“Digital Cemeteries”, the documentary by Yorgos Avgeropoulos, will be screened in Building Bridges Human Rights Festival in Venice, on Saturday December 10th at 16:15.
The Festival is organised by Master’s Degree students of the of the European Inter-University Centrefor Human Rights and Democratisation (EIUC). This year second edition of the film festival is called “Movement“ and is addressing the topics of migration and human rights in the context of Globalization.
“Where does your computer goes when it dies”? That’s the question of “Digital Cemeteries, the documentary that has already won 3 international prizes. Our favourite PC parts contain toxic and carcinogenic materials. Thus, when it stops working, it turns into a dangerous electronic waste which must be recycled following rigid specifications.
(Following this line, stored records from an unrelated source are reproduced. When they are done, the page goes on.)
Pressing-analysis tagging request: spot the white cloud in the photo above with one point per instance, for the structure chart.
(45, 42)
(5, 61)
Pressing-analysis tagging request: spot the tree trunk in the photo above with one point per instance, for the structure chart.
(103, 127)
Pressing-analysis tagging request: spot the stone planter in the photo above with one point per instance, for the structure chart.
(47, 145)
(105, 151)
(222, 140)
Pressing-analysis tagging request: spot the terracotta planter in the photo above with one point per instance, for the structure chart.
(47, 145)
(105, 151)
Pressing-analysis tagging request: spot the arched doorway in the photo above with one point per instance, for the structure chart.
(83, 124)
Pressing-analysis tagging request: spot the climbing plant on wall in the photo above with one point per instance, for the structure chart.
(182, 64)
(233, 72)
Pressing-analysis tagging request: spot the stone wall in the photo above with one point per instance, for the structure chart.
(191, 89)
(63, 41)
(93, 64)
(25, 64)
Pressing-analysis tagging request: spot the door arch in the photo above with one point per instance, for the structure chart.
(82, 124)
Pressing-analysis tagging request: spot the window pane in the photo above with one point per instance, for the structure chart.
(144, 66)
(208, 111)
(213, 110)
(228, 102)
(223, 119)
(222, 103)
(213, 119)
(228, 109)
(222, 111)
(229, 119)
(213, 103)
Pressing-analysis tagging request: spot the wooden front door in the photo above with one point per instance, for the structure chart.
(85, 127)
Filmed in China, the documentary by Yorgos Avgeropoulos, unveils how developed countries find it cheaper to export their elecronic waste to poorer nations instead of managing it. In doing so, they force billions of people to choose between poisoning and poverty, while the planet’s seas, rivers, soil and air are being irreparably contaminated. Up to 50,000,000 tons of our “digital civilization” ends up illegally in China. In cemetery cities, computers are cut into pieces, rinsed in acid baths and incinerated by legions of impoverished workers and underage children, who tear these parts to pieces with their bare hands for a dollar a day.